学校附近常有一辆装着豆腐干的小推车,停在点着斑驳油污的石板路边上,总靠着墙,实是不大起眼。那车前总是挂着一只锈得很有生活气息的喇叭,懒懒地夸奖着那安静的豆腐干。这在老成都太平寻了,平常得路人都已经不会对它产生反应了。但在它的主人眼里,在习惯了这一切的居民眼里,这喇叭的作用仿佛本来就不是用来招揽客人的,它是生活的一部分,甚至是艺术。倘若一车上好的豆腐干没有一个旧喇叭夸赞,就还不能说是真正的豆腐干了。也只有这破旧喇叭才配得上这诗一般的画面,换作一只鲜红的大新喇叭,反而有点俗不可耐了。
车上的豆腐干也是极精致的。不似那些黑得发焦的陈货,更不可与那些淡寡得像从水里捞出来的次货相提并论,淡黄的“心子”,深棕的表皮,淋上一点辣油,撒上一层薄薄的花椒粉,再点上几粒芝麻,香气四溢开来,那格调也是配得上银盘玉碟的,但还是放在小推车上的大木桶里却更有老成都的味道。

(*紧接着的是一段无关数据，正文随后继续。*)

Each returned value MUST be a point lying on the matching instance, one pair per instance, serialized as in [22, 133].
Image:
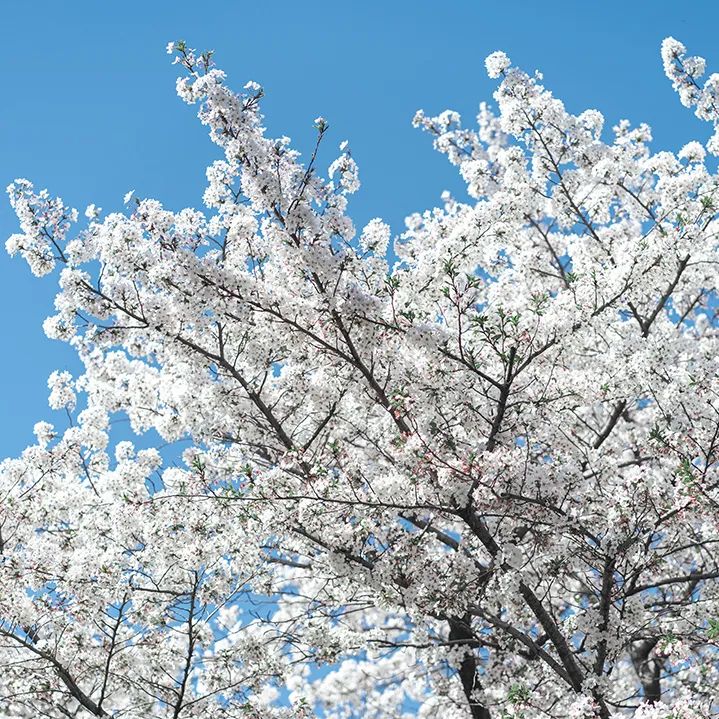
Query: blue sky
[89, 108]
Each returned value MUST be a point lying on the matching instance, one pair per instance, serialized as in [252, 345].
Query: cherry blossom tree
[468, 471]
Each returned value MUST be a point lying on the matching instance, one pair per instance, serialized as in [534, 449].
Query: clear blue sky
[89, 109]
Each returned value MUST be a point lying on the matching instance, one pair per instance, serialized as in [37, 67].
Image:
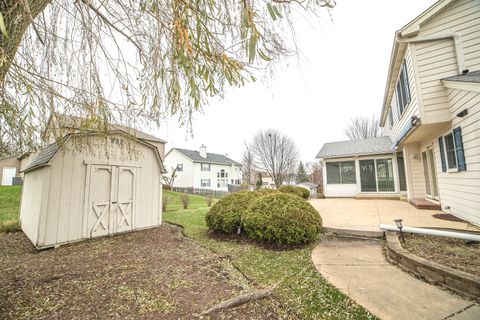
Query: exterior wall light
[398, 223]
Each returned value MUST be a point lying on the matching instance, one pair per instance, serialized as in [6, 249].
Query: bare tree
[169, 180]
[276, 153]
[130, 62]
[248, 165]
[363, 127]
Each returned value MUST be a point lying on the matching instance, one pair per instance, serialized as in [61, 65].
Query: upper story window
[403, 90]
[390, 117]
[205, 182]
[222, 174]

我不禁觉得,有时候做一只充满生活气息的喇叭,时不时由着性子吆喝两声,与一盘精制的豆腐干做伴,也是极好的。
但每每懒惰时,又想起学校操场上那一个大红喇叭,发觉每个阶段总该去做的是不同的。这时候去与豆腐干为伴,终日清闲,岂不白白浪费了我一身意气风发的红漆?就这样,反还要被笑话俗不可耐了。又想到当喇叭锈了,终是会去陪豆腐干儿的。于是,便告诉自己不要着急,该闲散的日子总是在那儿的。关键就是在那之前,你究竟要跳到多高,把自己挂到哪个位置上去了。时间对每一个生命都是公平的,而生命的区别,就在于你在有限的时间里,多少次尝试去达到无限。